Heute morgen saß ein Falke auf einem Pfosten des Netzes,
unteranderem haben wir auch noch Wiesenweihe, Kornweihe, Rohrweihe, Schwarzer Milan, Roter Milan, Habicht Sperber, Mäusebussard, Wespenbussard, evt. auch noch der Fischadler!

Hat jemand von euch schonmal einen von den Kunden bei sich am Teich beobachtet? 
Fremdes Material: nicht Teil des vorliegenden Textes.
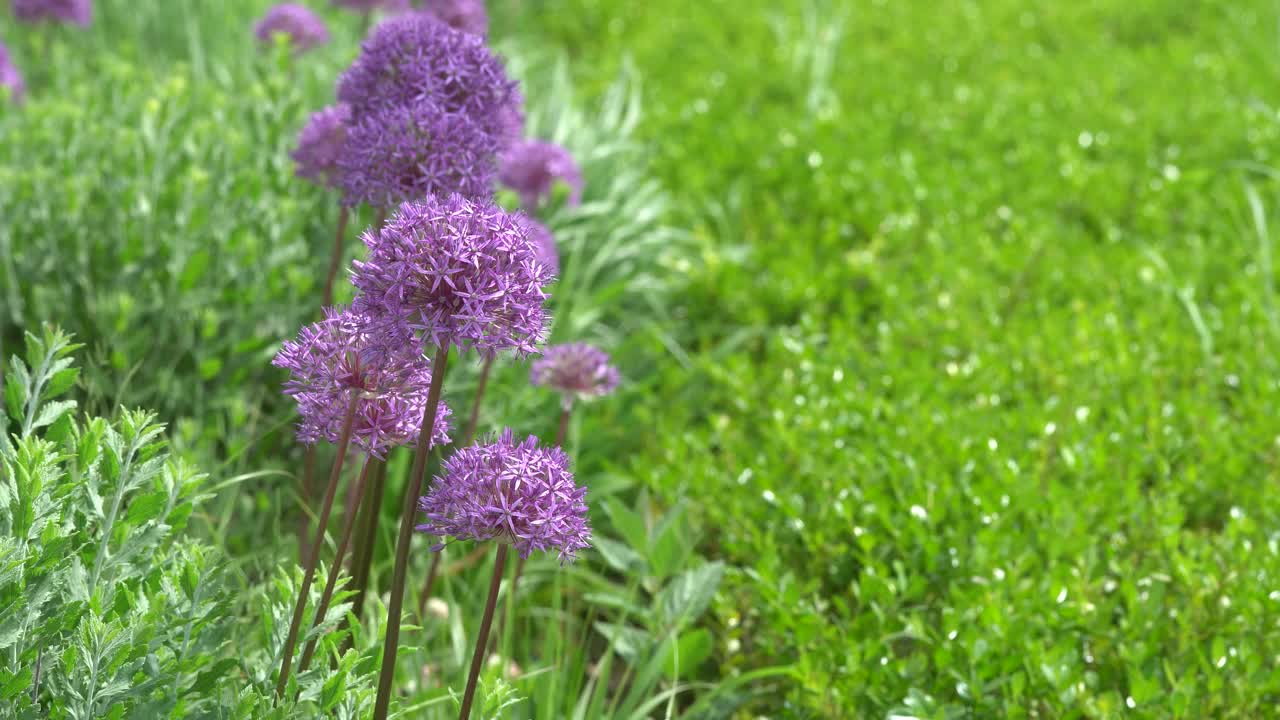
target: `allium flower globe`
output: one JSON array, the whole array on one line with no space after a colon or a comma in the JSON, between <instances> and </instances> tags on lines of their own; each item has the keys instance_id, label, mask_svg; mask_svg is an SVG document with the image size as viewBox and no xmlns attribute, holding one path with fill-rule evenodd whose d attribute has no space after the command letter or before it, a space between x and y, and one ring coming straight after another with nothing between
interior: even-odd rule
<instances>
[{"instance_id":1,"label":"allium flower globe","mask_svg":"<svg viewBox=\"0 0 1280 720\"><path fill-rule=\"evenodd\" d=\"M421 100L358 118L338 160L348 205L394 207L428 195L493 194L494 138Z\"/></svg>"},{"instance_id":2,"label":"allium flower globe","mask_svg":"<svg viewBox=\"0 0 1280 720\"><path fill-rule=\"evenodd\" d=\"M289 371L285 394L298 403L298 439L337 442L352 393L352 441L375 457L417 440L431 385L421 344L354 310L326 308L284 344L272 364ZM449 409L441 403L431 435L446 443Z\"/></svg>"},{"instance_id":3,"label":"allium flower globe","mask_svg":"<svg viewBox=\"0 0 1280 720\"><path fill-rule=\"evenodd\" d=\"M422 9L451 28L472 35L489 32L484 0L425 0Z\"/></svg>"},{"instance_id":4,"label":"allium flower globe","mask_svg":"<svg viewBox=\"0 0 1280 720\"><path fill-rule=\"evenodd\" d=\"M519 215L489 201L432 196L401 205L361 239L369 257L355 263L352 283L362 306L399 318L437 347L489 357L536 352L552 274Z\"/></svg>"},{"instance_id":5,"label":"allium flower globe","mask_svg":"<svg viewBox=\"0 0 1280 720\"><path fill-rule=\"evenodd\" d=\"M64 22L89 27L93 0L13 0L13 14L26 22Z\"/></svg>"},{"instance_id":6,"label":"allium flower globe","mask_svg":"<svg viewBox=\"0 0 1280 720\"><path fill-rule=\"evenodd\" d=\"M580 398L608 395L618 387L618 370L609 356L593 345L551 345L534 361L529 380L557 390L565 409Z\"/></svg>"},{"instance_id":7,"label":"allium flower globe","mask_svg":"<svg viewBox=\"0 0 1280 720\"><path fill-rule=\"evenodd\" d=\"M425 101L460 123L464 119L501 146L511 112L521 101L516 83L484 39L422 13L387 20L361 46L338 80L338 99L357 121L390 107Z\"/></svg>"},{"instance_id":8,"label":"allium flower globe","mask_svg":"<svg viewBox=\"0 0 1280 720\"><path fill-rule=\"evenodd\" d=\"M502 156L498 179L520 194L526 208L547 200L557 182L569 186L569 204L582 201L582 171L568 150L555 143L530 140L517 143Z\"/></svg>"},{"instance_id":9,"label":"allium flower globe","mask_svg":"<svg viewBox=\"0 0 1280 720\"><path fill-rule=\"evenodd\" d=\"M333 0L333 4L357 12L403 12L409 9L409 0Z\"/></svg>"},{"instance_id":10,"label":"allium flower globe","mask_svg":"<svg viewBox=\"0 0 1280 720\"><path fill-rule=\"evenodd\" d=\"M264 43L271 42L276 35L285 35L295 52L329 42L329 28L320 16L297 3L280 3L267 10L254 26L253 34Z\"/></svg>"},{"instance_id":11,"label":"allium flower globe","mask_svg":"<svg viewBox=\"0 0 1280 720\"><path fill-rule=\"evenodd\" d=\"M462 448L444 461L418 501L427 521L417 529L510 543L521 557L540 550L572 561L591 546L586 494L563 450L538 447L533 436L516 442L507 429L495 442Z\"/></svg>"},{"instance_id":12,"label":"allium flower globe","mask_svg":"<svg viewBox=\"0 0 1280 720\"><path fill-rule=\"evenodd\" d=\"M22 80L22 73L9 57L9 49L0 43L0 88L6 88L9 98L21 105L26 98L27 84Z\"/></svg>"},{"instance_id":13,"label":"allium flower globe","mask_svg":"<svg viewBox=\"0 0 1280 720\"><path fill-rule=\"evenodd\" d=\"M312 113L302 132L298 133L298 147L290 153L297 165L298 177L326 187L337 187L338 160L347 140L347 125L351 122L351 108L343 103L330 105Z\"/></svg>"},{"instance_id":14,"label":"allium flower globe","mask_svg":"<svg viewBox=\"0 0 1280 720\"><path fill-rule=\"evenodd\" d=\"M528 215L520 218L529 233L529 242L533 243L534 256L538 258L538 262L546 265L552 275L559 275L560 251L556 248L556 239L551 230Z\"/></svg>"}]
</instances>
Können nur angriffe von oben stattfinden da seitlich komplett geschützt!

Gruß
Christoph


----------



## S.Reiner (8. Aug. 2011)

*AW: Fliegende Fischfresser?*

Hallo Christoph wenn ich das so richtig sehe hast da wohl ein Echtes Problem am besten du enderst dein Hobby deine Vogelwelt ist aber auch sehr Interresant schöne Gegend


----------



## jolantha (8. Aug. 2011)

*AW: Fliegende Fischfresser?*

Hallo Christop,
den Mäusebussard hatte ich schon mal auf einem Zaunpfahl am Teich, aber ohne Hunger !!
Hab ihn noch nie bei einem Versuch erwischt, die ganze Familie wohnt bei mir m Wald .


----------



## Christine (8. Aug. 2011)

*AW: Fliegende Fischfresser?*

Hallo,

diese Vögel werden sich wohl kaum mit Deinem Teich abgeben. Da kämen wohl Elstern oder Krähen eher in Frage.


----------



## S.Reiner (8. Aug. 2011)

*AW: Fliegende Fischfresser?*

Na dann mal erst bei Wicki Lesen auszug: Die Zusammensetzung der Beute hängt vom Lebensraum der Unterart ab. In Wassernähe brütende Schwarzmilane erbeuten vor allem lebende und tote Fische. In Mittel- und Osteuropa überwiegen dabei sehr auffällig die __ Plötze (Rutilus rutilus) und der __ Brachsen (Abramis brama). Fischnahrung kann in solchen Populationen 80 Prozent des Gesamtnahrungsgewichtes erreichen.


----------



## Christine (8. Aug. 2011)

*AW: Fliegende Fischfresser?*

Reiner - Theorie und Praxis - 
Du kannst doch die Gewässer, die da gemeint sind, nicht mit einem Gartenteich vergleichen 
Um an einem so kleinen Teichlein, das auch noch so eingefasst ist, dass es von der Seite nicht zu erreichen ist, zu angeln, muss ein Raubvogel aber sehr verzweifelt sein. Erstens sind die Vögel sehr scheu, zweitens benötigen sie schon ein bisschen Platz zum An- und Abfliegen. 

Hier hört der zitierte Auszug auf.